The head of Greece's privatisation agency Stergios Pitsiorlas told Reuters last month that the Fraport deal will be concluded this year but it would take several months for the concession to start and Greece to receive the money.
In an interview to an Kathimerini Daily news the CEO of Fraport Group, Dr. Stefan Schulte, the company said that the company will renew the guarantee letters of the offer, expiring on 31 October 2015. Dr. Schulte stressed that the company remains faithful to the plan. This means that the company complies with all the conditions of the contract, as well as retaining the bid at the same price. And if all goes well, the start of operation of airports by the new format will be in the second half of 2016. While the situation in Greece has deteriorated”said the official we are ready to invest in Greece. We believe in the potential and the successful development of the country, but also in further development, especially as regards the tourism industry. The number of visitors to Greece has increased in recent years despite the economic situation. We are confident that this trend will continue, because we know that Greece is a wonderful country.

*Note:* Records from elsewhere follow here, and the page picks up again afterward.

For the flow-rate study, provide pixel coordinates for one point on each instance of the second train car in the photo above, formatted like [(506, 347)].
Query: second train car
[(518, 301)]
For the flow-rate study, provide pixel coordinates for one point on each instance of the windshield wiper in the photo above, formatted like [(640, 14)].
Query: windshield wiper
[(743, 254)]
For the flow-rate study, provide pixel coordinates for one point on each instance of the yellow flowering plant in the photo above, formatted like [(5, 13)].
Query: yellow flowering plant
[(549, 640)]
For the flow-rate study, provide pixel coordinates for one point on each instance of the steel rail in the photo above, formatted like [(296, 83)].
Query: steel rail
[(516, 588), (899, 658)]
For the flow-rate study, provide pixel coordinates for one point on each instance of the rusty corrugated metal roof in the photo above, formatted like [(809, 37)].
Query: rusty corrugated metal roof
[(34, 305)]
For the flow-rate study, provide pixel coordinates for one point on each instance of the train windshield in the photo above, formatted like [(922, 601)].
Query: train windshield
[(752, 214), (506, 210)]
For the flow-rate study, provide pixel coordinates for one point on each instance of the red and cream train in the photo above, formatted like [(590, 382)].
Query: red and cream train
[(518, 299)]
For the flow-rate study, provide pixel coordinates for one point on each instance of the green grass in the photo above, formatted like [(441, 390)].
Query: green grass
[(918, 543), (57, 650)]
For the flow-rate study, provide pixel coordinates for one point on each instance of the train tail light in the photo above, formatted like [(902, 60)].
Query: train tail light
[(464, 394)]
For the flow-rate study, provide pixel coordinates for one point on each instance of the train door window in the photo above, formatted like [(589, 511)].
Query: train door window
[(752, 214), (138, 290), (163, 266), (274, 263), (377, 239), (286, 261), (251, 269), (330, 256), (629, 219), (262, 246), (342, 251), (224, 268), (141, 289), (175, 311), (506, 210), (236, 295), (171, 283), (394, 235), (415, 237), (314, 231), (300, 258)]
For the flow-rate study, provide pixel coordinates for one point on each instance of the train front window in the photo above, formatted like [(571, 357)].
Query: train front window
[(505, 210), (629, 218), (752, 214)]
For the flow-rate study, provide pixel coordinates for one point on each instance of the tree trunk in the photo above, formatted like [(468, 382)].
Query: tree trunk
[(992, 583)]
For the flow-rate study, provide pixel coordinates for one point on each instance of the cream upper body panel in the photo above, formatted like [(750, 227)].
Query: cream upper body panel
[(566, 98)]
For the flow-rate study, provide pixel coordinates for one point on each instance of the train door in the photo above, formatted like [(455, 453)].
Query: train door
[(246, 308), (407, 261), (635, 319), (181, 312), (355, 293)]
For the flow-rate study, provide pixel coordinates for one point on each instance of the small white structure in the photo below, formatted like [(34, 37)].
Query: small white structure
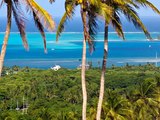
[(87, 66), (56, 67)]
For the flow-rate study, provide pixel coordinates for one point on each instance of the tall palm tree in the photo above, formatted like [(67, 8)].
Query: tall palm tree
[(126, 7), (89, 26), (41, 17)]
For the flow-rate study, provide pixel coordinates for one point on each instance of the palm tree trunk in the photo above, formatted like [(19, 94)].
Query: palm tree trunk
[(4, 46), (102, 82), (83, 69)]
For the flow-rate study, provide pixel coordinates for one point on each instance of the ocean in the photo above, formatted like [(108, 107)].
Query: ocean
[(67, 52)]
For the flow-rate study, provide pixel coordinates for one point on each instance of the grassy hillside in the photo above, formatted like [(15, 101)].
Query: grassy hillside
[(31, 94)]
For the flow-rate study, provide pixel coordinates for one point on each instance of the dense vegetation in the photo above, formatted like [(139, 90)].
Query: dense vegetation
[(30, 94)]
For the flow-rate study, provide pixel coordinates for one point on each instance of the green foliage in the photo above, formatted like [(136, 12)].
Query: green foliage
[(132, 93)]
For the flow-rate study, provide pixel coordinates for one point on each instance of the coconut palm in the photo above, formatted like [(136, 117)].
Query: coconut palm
[(88, 14), (126, 7), (40, 17)]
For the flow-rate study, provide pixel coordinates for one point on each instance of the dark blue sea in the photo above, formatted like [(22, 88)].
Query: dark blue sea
[(67, 52), (135, 50)]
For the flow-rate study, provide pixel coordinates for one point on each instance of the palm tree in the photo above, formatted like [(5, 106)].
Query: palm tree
[(127, 8), (39, 14), (88, 14)]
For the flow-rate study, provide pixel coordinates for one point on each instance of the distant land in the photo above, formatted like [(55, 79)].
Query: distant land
[(75, 25)]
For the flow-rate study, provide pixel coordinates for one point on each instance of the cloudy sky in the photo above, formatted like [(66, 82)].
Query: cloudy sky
[(57, 8)]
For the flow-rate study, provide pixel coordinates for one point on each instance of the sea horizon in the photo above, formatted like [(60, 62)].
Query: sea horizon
[(135, 50)]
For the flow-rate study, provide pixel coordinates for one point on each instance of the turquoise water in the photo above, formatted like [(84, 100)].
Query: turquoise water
[(136, 49)]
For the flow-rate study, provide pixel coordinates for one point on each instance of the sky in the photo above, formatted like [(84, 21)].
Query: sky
[(57, 9)]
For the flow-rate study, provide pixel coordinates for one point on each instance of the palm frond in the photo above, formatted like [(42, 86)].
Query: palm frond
[(132, 15), (152, 7), (1, 3), (116, 23), (19, 19), (43, 15), (69, 6)]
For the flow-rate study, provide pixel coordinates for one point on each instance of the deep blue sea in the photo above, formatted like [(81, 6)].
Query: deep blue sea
[(136, 49)]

The conflict though with the workers trade unions do not seem to be an easy task and the company is not taking any engagement in terms of lay-offs and the conditions of employment.
In a meeting in the Thessaloniki airport the leader of the trade union said to the officials of the company that they do not see them as investors but as conquerors
The Fraport requested resumption of the meeting, while the workers federation representative declared that in any case will appeal against the privatization in both the European Competition Commission and the Council of State, but also at European courts.

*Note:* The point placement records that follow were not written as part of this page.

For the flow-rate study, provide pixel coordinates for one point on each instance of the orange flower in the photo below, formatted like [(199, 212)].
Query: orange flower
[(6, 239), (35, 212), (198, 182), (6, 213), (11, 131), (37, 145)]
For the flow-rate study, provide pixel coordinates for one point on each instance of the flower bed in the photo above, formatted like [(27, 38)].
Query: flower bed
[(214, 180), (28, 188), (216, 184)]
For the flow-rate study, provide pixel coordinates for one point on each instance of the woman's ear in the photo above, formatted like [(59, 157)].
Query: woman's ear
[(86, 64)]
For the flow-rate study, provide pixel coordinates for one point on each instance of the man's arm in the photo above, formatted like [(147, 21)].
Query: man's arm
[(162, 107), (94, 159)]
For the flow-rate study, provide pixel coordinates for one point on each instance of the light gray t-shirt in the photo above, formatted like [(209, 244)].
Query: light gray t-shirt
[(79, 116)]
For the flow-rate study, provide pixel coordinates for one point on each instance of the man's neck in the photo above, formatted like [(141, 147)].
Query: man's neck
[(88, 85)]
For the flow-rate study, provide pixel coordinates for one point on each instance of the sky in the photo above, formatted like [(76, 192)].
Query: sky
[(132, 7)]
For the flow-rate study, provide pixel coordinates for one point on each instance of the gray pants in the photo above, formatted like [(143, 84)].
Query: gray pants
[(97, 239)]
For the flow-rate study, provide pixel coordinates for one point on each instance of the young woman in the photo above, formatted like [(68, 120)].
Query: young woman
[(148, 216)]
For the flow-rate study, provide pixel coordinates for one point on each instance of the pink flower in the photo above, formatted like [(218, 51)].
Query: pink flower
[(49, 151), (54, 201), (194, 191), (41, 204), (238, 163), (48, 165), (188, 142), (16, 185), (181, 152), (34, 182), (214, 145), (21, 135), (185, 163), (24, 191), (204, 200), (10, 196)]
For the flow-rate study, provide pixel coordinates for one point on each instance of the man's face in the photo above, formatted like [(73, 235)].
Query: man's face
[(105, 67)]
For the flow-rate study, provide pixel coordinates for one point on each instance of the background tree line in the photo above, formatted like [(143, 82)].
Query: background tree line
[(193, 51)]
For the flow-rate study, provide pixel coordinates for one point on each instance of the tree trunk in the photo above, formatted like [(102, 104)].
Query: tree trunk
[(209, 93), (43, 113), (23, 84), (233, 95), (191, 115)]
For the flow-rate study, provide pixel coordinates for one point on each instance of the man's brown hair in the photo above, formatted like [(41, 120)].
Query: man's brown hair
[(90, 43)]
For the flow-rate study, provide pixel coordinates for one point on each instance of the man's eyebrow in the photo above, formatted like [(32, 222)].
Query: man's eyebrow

Moreover, workers of the Civil Aviation Authority (CAA) in Lesvos have postponed their symbolic occupation of the offices of Mytilene airport, decided as the reaction in the eventuality of a visit by FRAPORT officials. According to the workers federation who strongly opposes privatization employees are ready to react once this visit finally takes place.
In fact the State seems decided to go on with the investment and the question is how well it can handle reactions from forces that depend from the same governing party.
The company assures that its track record with social issues and workers relations is excellent and this is a good sign and possibility to achieve that in Greece too. Nevertheless one has to associate social integration of the investment with the political risk in the country today since vested trade union interests are often linked to or disguised by party politics and broadly power balances.